Pests spread disease via faeces and urine, regurgitated food, body parts and through damage to packaging in storage areas. Due to their nomadic nature they are responsible for the spread of pathogens such as salmonella, E-Coli, toxoplasmosis, listeria, tuberculosis and gastroenteritis. It’s therefore imperative for food safety that pests are kept under control. The level of seriousness attributed to pest control within a company can also mean the difference between being awarded/retaining and losing a valuable contract with a major retailer, as Terry explains:

“Companies can lose £1000s in export orders if, for example, rat droppings are found, so it’s always worth spending time and money to ensure that all bases are covered. Sometimes we’ll visit premises for the first time and will be astonished that employees are not taking even the simplest of measures to keep pests out. Like keeping doors to a production area closed.”

It’s not only production areas that require attention. Chris adds “There have been instances where pigeons have been roosting or nesting in a warehouse where foodstuffs or raw ingredients are being stored. Obviously this has meant considerable mess with the potential of highly toxic droppings permeating the food.”

Here are 8 common pitfalls identified by Premier Pest Control Services on a regular basis:

8 Common Pest Control Pitfalls

1. Not shutting doors – doors to production areas should be secured at all times

2. Leaving windows open – any open windows should be guarded by insect screens

3. Leaving bins uncovered – especially those containing food waste

4. Not cutting back vegetation around the premises – this attracts rodents and insects

5. Putting fly units over food surfaces – if they are too shallow the insects will drop out of the tray

6. Allowing birds to nest under the eaves/roof of a building

7. Holes and gaps in the building fabric – allows insects and rodents access

8. Not cleaning down equipment sufficiently – insects can breed in the smallest of spaces

What can I expect from a professional Pest Control Contractor?

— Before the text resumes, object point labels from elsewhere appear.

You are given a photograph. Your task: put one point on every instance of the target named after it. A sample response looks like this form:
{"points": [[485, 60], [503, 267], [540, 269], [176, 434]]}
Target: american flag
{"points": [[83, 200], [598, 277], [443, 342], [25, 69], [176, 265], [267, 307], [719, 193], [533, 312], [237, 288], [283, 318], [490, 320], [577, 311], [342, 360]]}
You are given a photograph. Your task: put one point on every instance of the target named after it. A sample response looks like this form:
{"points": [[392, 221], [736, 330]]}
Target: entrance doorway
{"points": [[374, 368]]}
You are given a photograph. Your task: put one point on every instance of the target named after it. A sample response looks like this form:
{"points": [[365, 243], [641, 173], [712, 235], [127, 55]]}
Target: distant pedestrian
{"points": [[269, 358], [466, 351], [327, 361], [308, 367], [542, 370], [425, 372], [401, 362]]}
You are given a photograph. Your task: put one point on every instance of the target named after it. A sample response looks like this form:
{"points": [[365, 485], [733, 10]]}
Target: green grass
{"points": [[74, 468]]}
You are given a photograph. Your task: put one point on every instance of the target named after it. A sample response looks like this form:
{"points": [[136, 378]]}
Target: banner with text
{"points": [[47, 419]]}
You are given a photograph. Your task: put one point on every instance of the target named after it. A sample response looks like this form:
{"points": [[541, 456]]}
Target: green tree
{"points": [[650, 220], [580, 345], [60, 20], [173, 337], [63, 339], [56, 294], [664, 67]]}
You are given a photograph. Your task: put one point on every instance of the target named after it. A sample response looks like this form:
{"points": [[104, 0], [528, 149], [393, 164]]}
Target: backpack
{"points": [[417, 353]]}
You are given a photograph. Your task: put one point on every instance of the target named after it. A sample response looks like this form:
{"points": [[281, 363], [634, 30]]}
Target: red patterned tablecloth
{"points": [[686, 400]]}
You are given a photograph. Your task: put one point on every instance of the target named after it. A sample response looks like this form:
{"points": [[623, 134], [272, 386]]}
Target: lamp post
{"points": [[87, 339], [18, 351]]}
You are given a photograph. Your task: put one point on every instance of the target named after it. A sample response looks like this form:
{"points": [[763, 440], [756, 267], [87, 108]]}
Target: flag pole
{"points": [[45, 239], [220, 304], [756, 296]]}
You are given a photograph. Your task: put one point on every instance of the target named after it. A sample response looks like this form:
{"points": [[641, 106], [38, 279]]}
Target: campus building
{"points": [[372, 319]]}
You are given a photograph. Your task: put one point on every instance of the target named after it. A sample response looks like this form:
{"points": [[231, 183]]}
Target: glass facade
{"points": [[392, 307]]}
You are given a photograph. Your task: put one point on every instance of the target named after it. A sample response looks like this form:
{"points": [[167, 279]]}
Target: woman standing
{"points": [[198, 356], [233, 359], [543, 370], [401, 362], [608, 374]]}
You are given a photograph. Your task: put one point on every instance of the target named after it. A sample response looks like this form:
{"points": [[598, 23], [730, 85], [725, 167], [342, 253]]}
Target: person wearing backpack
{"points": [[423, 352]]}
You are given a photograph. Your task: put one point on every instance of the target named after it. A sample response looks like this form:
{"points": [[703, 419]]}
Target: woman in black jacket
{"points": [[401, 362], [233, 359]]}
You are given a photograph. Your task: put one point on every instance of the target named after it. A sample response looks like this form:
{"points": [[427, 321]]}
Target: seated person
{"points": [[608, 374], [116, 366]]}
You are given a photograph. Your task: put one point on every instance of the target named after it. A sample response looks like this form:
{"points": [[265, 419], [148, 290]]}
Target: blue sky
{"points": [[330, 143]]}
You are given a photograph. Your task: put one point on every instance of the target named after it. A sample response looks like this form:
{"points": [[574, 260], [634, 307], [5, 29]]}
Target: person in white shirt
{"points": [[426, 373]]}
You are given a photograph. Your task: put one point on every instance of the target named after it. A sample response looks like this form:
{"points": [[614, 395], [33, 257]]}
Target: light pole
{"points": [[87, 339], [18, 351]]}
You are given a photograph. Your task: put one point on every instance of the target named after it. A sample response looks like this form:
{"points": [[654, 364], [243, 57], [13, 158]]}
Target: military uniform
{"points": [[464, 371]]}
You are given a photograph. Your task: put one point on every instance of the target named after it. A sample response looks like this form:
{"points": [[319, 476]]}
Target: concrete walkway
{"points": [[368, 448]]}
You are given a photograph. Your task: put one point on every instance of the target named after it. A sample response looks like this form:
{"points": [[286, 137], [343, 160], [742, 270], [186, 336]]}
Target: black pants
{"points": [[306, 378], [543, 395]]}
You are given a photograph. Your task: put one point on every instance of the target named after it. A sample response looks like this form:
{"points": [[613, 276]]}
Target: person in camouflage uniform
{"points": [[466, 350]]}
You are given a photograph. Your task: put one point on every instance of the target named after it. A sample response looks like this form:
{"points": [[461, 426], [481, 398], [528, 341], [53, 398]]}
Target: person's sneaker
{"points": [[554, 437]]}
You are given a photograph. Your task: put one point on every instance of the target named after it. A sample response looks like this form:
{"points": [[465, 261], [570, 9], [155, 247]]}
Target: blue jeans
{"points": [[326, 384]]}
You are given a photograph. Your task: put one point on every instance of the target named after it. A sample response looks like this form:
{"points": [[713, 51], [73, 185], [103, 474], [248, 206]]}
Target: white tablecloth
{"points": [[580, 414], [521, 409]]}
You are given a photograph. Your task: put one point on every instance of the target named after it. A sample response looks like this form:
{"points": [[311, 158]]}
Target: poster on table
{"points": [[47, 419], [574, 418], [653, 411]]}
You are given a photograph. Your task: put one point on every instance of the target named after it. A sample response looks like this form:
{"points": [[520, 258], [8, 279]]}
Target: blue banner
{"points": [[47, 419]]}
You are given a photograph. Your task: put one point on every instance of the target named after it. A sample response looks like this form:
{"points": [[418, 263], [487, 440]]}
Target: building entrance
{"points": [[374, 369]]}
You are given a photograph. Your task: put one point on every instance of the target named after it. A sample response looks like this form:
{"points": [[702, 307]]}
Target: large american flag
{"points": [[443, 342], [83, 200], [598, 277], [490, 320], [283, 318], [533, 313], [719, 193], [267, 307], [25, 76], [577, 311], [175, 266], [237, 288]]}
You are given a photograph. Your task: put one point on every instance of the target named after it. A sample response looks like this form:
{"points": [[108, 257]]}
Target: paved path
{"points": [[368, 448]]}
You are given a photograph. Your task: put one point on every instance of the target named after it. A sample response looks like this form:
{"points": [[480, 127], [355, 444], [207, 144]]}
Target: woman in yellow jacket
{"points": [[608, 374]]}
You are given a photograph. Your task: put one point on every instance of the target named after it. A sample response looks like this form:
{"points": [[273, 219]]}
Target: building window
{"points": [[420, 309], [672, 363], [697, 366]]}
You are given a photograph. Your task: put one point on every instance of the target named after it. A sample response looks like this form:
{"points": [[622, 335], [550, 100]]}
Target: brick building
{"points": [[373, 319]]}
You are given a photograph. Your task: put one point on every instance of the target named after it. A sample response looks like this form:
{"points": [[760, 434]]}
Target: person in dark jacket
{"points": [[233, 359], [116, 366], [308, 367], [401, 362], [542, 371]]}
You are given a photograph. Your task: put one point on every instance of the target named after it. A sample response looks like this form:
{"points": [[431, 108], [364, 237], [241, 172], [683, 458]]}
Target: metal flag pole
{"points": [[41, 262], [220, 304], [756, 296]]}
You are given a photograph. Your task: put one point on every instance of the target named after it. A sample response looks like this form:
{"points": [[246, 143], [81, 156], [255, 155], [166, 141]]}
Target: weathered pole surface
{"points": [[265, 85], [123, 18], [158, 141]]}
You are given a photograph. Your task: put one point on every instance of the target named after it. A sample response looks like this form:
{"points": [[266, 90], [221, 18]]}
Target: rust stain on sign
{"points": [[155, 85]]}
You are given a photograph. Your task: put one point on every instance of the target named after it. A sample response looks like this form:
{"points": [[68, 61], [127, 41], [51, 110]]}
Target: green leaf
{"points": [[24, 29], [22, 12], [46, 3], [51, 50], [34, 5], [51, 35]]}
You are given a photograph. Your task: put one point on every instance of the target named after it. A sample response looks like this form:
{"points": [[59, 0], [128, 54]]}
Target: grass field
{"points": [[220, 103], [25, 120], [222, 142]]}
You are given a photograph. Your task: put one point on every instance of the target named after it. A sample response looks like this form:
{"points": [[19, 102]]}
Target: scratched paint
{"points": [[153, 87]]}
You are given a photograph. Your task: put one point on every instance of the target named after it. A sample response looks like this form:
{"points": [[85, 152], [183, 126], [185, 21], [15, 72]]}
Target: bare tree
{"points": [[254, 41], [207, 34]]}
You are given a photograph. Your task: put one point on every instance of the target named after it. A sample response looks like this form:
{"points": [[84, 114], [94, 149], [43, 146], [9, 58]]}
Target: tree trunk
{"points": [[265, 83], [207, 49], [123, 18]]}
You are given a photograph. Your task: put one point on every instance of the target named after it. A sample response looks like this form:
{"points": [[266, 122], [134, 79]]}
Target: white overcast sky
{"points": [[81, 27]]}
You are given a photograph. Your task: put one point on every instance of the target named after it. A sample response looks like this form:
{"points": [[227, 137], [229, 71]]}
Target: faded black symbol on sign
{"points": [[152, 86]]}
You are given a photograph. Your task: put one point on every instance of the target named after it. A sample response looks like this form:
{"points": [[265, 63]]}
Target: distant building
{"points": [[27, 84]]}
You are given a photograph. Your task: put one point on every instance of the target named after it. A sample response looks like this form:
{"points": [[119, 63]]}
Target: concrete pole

Getting to the source of the infestation and thinking ahead is key to ensuring that your premises pass an audit. Pests can enter food preparation, storage and packaging areas through the tiniest space and once they have gained access they will breed. Insects can fly through the tiniest space in a window or door; mice can squeeze themselves through gaps as small as 7mm.

Premier Pest Control can help you to prepare for your next audit by performing their own inspection of your premises. All members of the team fully understand the food manufacturing process and have food safety qualifications themselves, including HACCP. Importantly they have close contact with BRC auditors and know exactly what they are looking for – not only for BRC V6, but also for Packaging BRC V4 and transport and non-food BRC. They also advise companies undergoing audits by major retailers.

Following the initial visit, your contractor will produce a report of their findings. This will detail current and potential sites of breaches or infestations and their recommendations. As well as producing reports, Premier Pest Control is also able to provide a range of solutions such as:

  • pesticide-free pest control services
  • chemical-free fumigation services
  • electronically targeted hygiene and proofing audits
  • electronic rodent capture with immediate electronic alert
  • and the latest electronic fly killers (including catch tray analysis)

In addition they offer comprehensive silo cleaning and deep cleaning of food equipment and production spaces as well as the supply and fitting of insect screens, PVC curtains and doors, brush strips and other proofing solutions.

Like Verner Wheelock Associates, PPC has a longstanding team of professionals behind a family firm so you can expect a more personal service than you might expect from the larger multinational companies. Moreover the company typically charges 25% less for pest control services. PPC has offices in Bradford, Scarborough and Middlesbrough, but has customers across the UK, from London to Scotland and is a member of the British Pest Control Association.